Re: Zero Waste Goal vs. 50% by 2000

Dave Wade speaks a very real concern about the political fall out from
abandoning the 50% mandate, but as a recycling based manufacturer who has
been having my nos rubbed in this topic for far too long now, I am CONVINCED
that 50% by 2000 is possible at a cost that will be extraordinarily
high that the Tierney's of the world will have a field day with all the data
proving that recycling is way more expensive than gold plating all the
garbage and putting it on space shuttle flights to Mars!
The preasure to retreat will grow as we get nearer the 50%, and if it
doesn't it will be because of the cheating. I've heard from far too many
people already that many of the 25% number people claim are simply not
correct, and this will lead to a false sence of accomplishment where there is
none! In either case I believe that the 50% mandate will back fire on the
long range health of the Sustainable Society movement.
The question is how do we get to a Zero Waste/Sustainable society?

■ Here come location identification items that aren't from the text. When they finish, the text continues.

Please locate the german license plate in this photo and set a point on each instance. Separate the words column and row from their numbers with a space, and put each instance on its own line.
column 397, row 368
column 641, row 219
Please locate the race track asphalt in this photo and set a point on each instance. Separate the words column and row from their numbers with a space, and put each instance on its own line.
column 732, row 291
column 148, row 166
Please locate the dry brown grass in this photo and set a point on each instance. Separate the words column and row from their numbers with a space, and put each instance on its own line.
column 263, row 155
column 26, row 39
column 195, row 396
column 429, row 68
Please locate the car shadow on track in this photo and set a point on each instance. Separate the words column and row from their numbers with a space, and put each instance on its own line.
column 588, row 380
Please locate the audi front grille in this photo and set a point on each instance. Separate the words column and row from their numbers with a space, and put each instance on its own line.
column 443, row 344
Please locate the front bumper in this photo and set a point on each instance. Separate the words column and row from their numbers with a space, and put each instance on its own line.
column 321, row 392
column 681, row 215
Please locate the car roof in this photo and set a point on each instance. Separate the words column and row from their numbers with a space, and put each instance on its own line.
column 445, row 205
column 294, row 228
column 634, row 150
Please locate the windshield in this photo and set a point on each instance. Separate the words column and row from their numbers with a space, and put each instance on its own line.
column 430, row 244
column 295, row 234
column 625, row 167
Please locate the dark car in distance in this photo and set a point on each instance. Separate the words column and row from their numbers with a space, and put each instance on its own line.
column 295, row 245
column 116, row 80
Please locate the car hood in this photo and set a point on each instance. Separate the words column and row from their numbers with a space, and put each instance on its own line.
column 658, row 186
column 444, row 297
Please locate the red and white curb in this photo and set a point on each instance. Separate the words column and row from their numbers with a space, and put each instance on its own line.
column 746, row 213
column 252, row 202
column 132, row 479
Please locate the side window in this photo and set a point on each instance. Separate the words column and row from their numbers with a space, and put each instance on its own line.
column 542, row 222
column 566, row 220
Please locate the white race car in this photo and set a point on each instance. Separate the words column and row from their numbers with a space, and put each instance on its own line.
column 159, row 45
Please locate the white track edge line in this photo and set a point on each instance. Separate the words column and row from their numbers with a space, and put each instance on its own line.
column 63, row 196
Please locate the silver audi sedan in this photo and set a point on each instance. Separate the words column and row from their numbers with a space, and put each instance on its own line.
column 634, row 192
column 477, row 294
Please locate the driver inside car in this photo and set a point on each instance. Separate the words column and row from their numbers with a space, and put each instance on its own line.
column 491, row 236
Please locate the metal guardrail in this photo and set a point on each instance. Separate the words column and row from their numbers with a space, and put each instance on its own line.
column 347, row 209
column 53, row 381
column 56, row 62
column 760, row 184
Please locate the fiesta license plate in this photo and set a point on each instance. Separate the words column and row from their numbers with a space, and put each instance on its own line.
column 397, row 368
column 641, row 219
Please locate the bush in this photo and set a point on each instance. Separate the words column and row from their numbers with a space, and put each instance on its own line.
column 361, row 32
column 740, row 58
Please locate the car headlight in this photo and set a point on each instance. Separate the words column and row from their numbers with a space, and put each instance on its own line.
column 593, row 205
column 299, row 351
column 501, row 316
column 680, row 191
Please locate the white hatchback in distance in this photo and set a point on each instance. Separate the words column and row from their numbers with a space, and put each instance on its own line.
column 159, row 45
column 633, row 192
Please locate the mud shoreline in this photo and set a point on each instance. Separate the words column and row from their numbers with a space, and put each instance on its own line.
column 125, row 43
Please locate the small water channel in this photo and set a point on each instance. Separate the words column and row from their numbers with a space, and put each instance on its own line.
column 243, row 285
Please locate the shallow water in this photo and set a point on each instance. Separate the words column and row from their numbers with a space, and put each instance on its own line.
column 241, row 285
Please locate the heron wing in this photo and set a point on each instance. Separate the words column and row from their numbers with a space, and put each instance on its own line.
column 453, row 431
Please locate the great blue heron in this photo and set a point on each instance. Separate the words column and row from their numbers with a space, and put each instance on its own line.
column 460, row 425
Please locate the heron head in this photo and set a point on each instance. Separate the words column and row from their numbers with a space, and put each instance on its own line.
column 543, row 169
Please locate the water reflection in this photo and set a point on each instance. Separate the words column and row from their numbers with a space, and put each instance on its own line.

From the many responces I've had to the Zero Waste Goal proposal I have
come to realize that this is really taking a major leap into a very different
way of going about doing things. People keep wanting to tack/hang on
remanents of the current/old ways, and I guess it is important to build a
bridge between the two. But in the long run we MUST let go of the old ways
in order to make the new ones work! Once across that bridge things will be
radically different than they are today.
Please, help us figure out how to make it work.....and in order for it
to work you are going to have to figure out a way for the system to move away
from what we have into something new, and NOT containing much of anything we
see in the systems we have in place today!
Any suggestions? Critique is good, but we need olutions to all those
good criticisms or we will never get anywhere!!!!!

PS: Thank you Dave Reynolds for bringing up the numbers argument and
explaining this idea from a different perspective.